Viewers shouldn’t hold their breath waiting for Allie (Trieste Kelly Dunn) to affectionately wield a firearm in Loves Her Gun: The event foreshadowed in the title finally occurs at the 70-minute mark, and there’s a lot of dim, meandering drama to endure first. Most of the drudgery involves Austinites in suspenders, self-consciously retro ’80s zebra sunglasses, and neon eyeshadow, which still doesn’t approach the hipster ridiculousness of the olde-tyme strongman mustache and matching sideburns sported by Clark (Francisco Barreiro), a member of a three-person band known as The Karate Kids because they perform in costumes with fake arms and legs posed in the Crane Kick position. After Allie is assaulted and mugged in NYC by two men in You’re Next-style animal masks, she joins up with Clark and his bandmates and relocates to their Austin hometown, where she promptly moves in with him, but ignores his advances.

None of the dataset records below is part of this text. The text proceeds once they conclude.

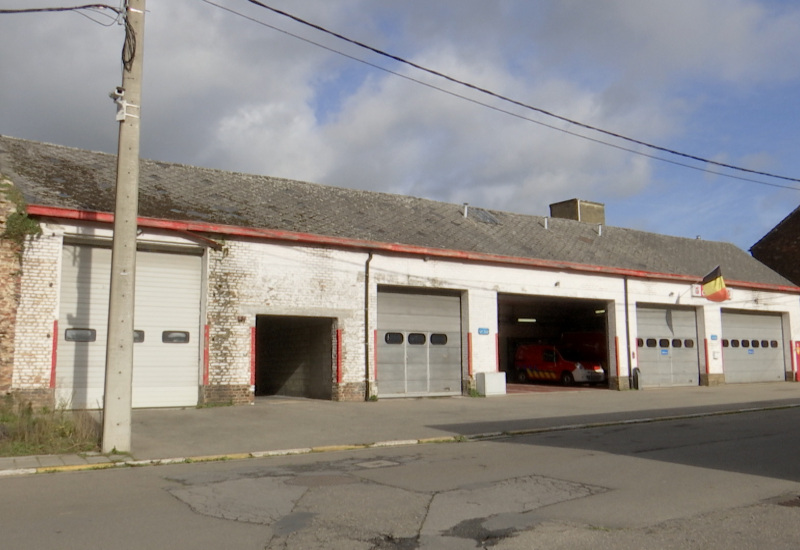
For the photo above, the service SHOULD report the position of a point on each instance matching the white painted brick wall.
(267, 279)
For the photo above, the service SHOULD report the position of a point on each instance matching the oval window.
(416, 339)
(393, 338)
(175, 337)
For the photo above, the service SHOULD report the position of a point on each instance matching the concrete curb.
(390, 443)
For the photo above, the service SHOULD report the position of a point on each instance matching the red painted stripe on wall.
(206, 339)
(54, 355)
(496, 352)
(338, 356)
(375, 355)
(361, 244)
(469, 354)
(796, 360)
(252, 356)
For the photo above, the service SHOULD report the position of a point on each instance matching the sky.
(233, 86)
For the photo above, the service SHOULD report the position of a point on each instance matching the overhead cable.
(516, 102)
(499, 109)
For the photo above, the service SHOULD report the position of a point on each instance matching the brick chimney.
(580, 210)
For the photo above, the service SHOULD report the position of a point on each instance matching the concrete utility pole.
(119, 346)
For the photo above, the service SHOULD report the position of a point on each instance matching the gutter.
(376, 246)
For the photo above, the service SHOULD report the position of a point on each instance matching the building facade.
(251, 286)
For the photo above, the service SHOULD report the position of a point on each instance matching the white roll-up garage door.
(166, 370)
(419, 344)
(752, 347)
(667, 344)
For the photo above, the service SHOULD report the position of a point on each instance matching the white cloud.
(225, 92)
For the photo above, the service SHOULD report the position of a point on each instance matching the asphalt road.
(726, 482)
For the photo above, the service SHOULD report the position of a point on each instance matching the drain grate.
(792, 502)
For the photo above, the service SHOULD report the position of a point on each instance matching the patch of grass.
(25, 430)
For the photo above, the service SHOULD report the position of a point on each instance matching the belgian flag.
(714, 286)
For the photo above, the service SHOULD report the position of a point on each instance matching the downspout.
(631, 378)
(366, 329)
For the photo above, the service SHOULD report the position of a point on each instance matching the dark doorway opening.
(294, 356)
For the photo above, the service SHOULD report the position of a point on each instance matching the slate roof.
(53, 175)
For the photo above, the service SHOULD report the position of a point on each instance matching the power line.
(499, 109)
(516, 102)
(71, 8)
(129, 45)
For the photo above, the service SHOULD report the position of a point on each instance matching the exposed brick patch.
(9, 296)
(356, 391)
(224, 395)
(713, 379)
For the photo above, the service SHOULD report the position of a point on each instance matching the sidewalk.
(276, 425)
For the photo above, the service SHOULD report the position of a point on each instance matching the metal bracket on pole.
(118, 95)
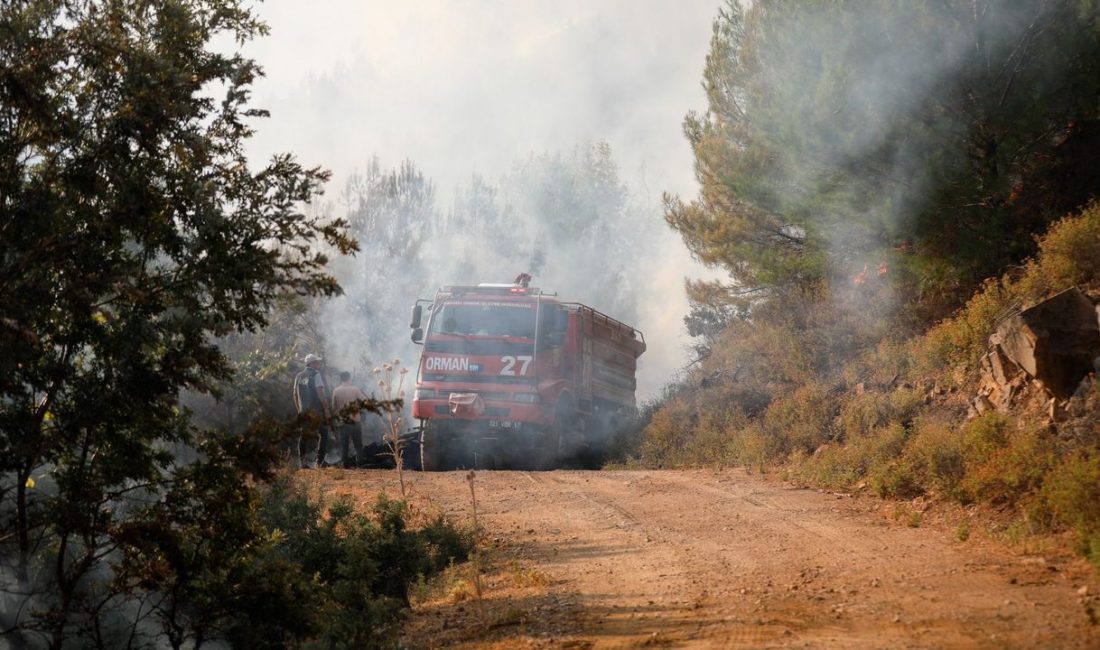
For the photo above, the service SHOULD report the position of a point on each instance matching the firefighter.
(311, 401)
(349, 431)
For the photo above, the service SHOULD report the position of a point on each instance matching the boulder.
(1054, 341)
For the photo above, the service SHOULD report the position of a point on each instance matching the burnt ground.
(723, 559)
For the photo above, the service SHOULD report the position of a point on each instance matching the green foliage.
(135, 234)
(1066, 257)
(933, 136)
(1071, 496)
(361, 564)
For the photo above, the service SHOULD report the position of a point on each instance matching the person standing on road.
(311, 400)
(349, 430)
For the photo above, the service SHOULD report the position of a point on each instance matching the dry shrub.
(802, 420)
(860, 415)
(839, 466)
(932, 461)
(1005, 464)
(1071, 497)
(1067, 256)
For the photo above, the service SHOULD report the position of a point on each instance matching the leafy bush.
(1071, 496)
(360, 565)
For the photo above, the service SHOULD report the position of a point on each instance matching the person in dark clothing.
(311, 400)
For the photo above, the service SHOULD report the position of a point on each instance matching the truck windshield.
(498, 319)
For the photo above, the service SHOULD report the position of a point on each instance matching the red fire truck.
(513, 377)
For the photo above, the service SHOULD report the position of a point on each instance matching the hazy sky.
(464, 87)
(470, 86)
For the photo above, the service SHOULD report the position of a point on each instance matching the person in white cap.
(310, 399)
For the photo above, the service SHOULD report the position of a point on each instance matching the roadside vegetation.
(870, 256)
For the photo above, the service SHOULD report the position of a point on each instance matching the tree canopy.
(133, 230)
(930, 139)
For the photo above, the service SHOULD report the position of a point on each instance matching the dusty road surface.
(721, 559)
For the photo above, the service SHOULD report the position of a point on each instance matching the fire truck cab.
(513, 377)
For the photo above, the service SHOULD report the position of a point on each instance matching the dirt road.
(721, 559)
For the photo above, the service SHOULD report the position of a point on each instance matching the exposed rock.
(1054, 341)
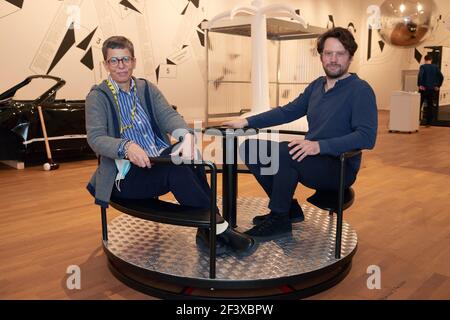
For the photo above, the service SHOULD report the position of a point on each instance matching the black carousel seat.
(329, 199)
(170, 213)
(165, 212)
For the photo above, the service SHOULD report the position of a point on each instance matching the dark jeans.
(429, 95)
(187, 183)
(318, 172)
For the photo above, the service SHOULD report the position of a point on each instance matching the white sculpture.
(260, 79)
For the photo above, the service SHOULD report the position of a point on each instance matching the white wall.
(383, 70)
(160, 32)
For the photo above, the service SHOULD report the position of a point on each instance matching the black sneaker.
(295, 214)
(276, 225)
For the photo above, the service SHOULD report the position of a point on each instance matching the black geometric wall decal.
(17, 3)
(234, 56)
(330, 19)
(417, 55)
(85, 43)
(157, 74)
(218, 82)
(200, 24)
(128, 5)
(184, 11)
(66, 44)
(351, 25)
(88, 59)
(201, 37)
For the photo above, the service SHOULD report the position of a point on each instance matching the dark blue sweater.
(342, 119)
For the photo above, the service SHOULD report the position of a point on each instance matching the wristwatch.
(127, 145)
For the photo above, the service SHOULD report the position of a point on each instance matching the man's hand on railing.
(301, 148)
(237, 124)
(137, 155)
(186, 149)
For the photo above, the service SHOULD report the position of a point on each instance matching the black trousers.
(316, 172)
(187, 183)
(428, 95)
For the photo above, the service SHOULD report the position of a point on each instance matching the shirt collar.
(118, 89)
(342, 81)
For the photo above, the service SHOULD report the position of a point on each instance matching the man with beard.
(342, 116)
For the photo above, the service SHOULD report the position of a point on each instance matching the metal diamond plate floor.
(172, 250)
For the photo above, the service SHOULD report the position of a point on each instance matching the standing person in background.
(429, 81)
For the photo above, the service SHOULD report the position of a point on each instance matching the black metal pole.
(212, 233)
(225, 180)
(340, 209)
(234, 185)
(104, 224)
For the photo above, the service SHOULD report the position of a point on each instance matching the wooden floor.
(48, 222)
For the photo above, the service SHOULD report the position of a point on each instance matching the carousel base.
(165, 261)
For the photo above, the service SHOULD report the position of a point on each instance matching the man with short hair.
(128, 120)
(342, 116)
(429, 81)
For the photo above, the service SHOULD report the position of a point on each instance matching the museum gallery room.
(239, 149)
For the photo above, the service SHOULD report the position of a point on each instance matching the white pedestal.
(405, 111)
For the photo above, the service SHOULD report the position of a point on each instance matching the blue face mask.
(123, 166)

With a black eye that never heals, Allie arrives in Texas, gets a landscaping-sidekick gig working with Sarah (Melissa Bisagni), and does a lot of nothing. Geoff Marslett’s film is an indie of the most aimless variety: Charting Allie’s escapades in Austin with a handheld gaze that’s so haphazardly jumpy and wannabe off-the-cuff that it never attunes itself to her fragile condition, Loves Her Gun goes nowhere at a slothful pace. Allie enjoys some tubing with a group of random strangers, including a guy in a sombrero and a woman in a captain’s hat. Clark hangs out with a dude in a Muppets shirt and the aforementioned zebra glasses. And Allie attends a pool party where a topless woman fires a few rounds from her revolver into the nighttime air—a seemingly momentous turning point for Allie (given her continuing sense of defenselessness) that, in Marslett’s hands, comes off as just another tossed-off incident from her largely uneventful life.

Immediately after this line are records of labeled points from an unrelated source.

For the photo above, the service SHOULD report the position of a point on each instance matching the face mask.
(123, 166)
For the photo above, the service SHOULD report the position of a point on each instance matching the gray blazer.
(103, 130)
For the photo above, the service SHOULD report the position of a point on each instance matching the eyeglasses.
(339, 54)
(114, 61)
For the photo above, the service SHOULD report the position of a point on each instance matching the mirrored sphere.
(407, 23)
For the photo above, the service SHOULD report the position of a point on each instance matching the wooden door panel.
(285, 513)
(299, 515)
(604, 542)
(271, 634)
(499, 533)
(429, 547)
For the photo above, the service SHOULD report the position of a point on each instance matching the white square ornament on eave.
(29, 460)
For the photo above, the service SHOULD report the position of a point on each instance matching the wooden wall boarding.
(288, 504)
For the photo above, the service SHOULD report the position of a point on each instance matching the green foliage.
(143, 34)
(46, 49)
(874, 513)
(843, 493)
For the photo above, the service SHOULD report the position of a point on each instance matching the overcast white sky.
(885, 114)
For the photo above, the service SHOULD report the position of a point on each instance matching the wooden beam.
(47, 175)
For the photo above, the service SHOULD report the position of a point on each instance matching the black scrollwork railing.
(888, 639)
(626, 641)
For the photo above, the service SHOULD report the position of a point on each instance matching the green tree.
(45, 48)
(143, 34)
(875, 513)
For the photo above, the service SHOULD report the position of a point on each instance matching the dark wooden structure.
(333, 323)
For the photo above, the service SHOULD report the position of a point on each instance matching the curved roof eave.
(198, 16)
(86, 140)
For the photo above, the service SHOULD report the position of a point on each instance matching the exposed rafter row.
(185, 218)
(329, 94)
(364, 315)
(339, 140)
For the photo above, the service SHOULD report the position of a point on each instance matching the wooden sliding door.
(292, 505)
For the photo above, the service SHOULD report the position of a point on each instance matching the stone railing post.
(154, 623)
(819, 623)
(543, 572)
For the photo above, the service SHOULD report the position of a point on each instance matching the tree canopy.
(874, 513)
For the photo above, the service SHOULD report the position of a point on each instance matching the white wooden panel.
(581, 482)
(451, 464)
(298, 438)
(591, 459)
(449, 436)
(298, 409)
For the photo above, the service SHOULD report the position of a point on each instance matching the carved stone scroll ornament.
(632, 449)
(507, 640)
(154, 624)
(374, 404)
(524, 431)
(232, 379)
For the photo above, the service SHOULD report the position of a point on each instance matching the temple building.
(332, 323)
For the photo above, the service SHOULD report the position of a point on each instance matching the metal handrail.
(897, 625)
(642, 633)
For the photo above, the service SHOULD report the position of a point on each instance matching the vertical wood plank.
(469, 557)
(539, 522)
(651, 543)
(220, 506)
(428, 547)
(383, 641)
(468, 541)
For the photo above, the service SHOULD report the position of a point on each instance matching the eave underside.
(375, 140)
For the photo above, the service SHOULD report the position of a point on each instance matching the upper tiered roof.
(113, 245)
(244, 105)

Other than Clark, every male figure in Loves Her Gun is presented as potentially malevolent, like the grocery-store clerk who informs Allie that she can’t buy alcohol after midnight in Texas, then teaches her how to stretch her tense shoulders. Or the next-door neighbor who initially comes off as creepy, but eventually just starts pummeling his wife in public. Male violence is the film’s great bugaboo, yet Marslett is less interested in plumbing his protagonist’s psyche than in wasting time having her navigate a series of standard-issue hanging-out scenarios that provide no insight into her—or any other person’s—interior life. As such, all the characters are ciphers defined by their ridiculous clothes, including Allie, whose overdue transformation into a gun-toting vigilante is dramatized via a shift from a Ramones T-shirt to a flannel button-down.

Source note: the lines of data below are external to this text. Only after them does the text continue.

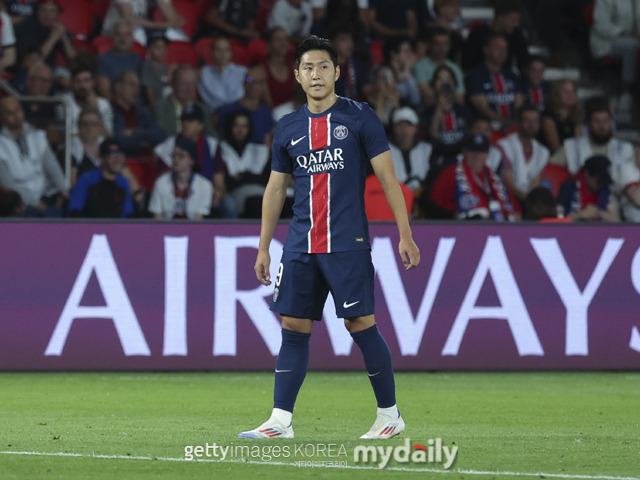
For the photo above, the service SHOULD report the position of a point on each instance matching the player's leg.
(377, 360)
(301, 291)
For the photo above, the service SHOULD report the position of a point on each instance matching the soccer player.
(326, 145)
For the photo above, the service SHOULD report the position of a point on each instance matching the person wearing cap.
(182, 193)
(587, 196)
(223, 82)
(155, 73)
(410, 155)
(523, 157)
(133, 125)
(47, 32)
(470, 189)
(103, 192)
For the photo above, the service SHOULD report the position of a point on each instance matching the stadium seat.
(77, 16)
(188, 10)
(375, 201)
(553, 176)
(181, 52)
(103, 43)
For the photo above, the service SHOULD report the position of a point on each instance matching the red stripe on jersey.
(319, 132)
(319, 234)
(449, 121)
(498, 81)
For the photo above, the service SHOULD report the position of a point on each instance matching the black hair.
(316, 43)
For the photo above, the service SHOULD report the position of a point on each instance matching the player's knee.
(357, 324)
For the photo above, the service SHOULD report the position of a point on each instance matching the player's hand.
(262, 268)
(410, 253)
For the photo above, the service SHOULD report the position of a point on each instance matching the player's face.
(317, 75)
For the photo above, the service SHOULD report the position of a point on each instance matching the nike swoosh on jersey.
(349, 305)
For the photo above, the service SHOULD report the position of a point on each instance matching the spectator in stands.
(563, 116)
(47, 32)
(391, 19)
(83, 95)
(103, 192)
(599, 141)
(222, 82)
(155, 73)
(27, 163)
(7, 43)
(280, 79)
(495, 92)
(19, 10)
(587, 195)
(167, 110)
(182, 193)
(294, 16)
(506, 21)
(616, 32)
(85, 147)
(540, 206)
(235, 20)
(536, 88)
(11, 205)
(523, 157)
(135, 12)
(39, 83)
(133, 125)
(410, 155)
(399, 55)
(192, 120)
(470, 189)
(117, 60)
(439, 45)
(246, 164)
(446, 15)
(445, 121)
(348, 16)
(382, 93)
(353, 73)
(255, 87)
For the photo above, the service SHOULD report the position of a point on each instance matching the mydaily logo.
(433, 452)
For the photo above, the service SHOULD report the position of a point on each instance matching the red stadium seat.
(375, 201)
(188, 10)
(553, 176)
(77, 16)
(181, 52)
(103, 43)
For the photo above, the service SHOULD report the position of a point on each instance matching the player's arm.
(383, 168)
(272, 203)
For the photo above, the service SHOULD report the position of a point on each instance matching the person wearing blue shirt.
(326, 146)
(103, 192)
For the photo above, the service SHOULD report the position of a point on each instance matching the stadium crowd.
(166, 108)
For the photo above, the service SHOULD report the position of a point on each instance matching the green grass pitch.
(136, 425)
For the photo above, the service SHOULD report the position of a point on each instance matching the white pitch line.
(345, 467)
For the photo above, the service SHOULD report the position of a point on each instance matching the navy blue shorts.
(304, 280)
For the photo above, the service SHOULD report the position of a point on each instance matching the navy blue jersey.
(328, 154)
(500, 89)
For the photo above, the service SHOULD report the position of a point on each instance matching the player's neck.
(321, 105)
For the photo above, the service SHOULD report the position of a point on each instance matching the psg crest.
(340, 132)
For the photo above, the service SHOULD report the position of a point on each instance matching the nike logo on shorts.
(293, 142)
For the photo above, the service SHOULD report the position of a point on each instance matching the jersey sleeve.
(372, 134)
(280, 159)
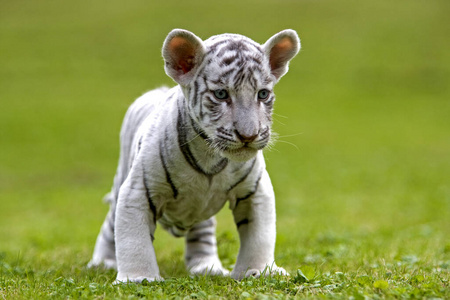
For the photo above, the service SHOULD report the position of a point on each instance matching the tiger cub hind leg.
(201, 250)
(105, 248)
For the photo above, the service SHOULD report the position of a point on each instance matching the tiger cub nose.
(246, 137)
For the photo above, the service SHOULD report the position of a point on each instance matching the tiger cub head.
(228, 81)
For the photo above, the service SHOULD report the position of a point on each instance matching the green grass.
(361, 170)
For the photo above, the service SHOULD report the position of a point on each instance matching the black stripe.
(150, 201)
(240, 223)
(213, 47)
(243, 177)
(251, 193)
(198, 239)
(198, 130)
(229, 60)
(202, 225)
(166, 170)
(111, 223)
(194, 97)
(139, 144)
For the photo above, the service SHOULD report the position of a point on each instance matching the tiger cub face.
(228, 82)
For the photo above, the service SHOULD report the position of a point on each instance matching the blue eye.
(263, 94)
(221, 94)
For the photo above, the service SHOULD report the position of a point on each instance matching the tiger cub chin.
(188, 150)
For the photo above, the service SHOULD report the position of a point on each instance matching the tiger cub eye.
(221, 94)
(263, 94)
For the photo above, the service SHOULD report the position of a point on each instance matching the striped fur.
(188, 150)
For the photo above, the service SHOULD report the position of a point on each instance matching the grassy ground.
(361, 170)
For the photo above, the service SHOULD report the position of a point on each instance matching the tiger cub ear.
(183, 52)
(280, 49)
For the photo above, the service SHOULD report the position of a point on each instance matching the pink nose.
(246, 138)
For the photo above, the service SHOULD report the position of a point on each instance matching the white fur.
(169, 172)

Marslett sets up his message-making finale with blunt gracelessness, aiming to condemn guns as a dangerous means of seeking empowerment or coping with issues of fear, hurt, and anger. Between his sluggish storytelling and heavy-handed moralizing, however, his schoolmarmish film elicits little more than a desire to see every one of his insufferable characters perish in a fatal shooting spree.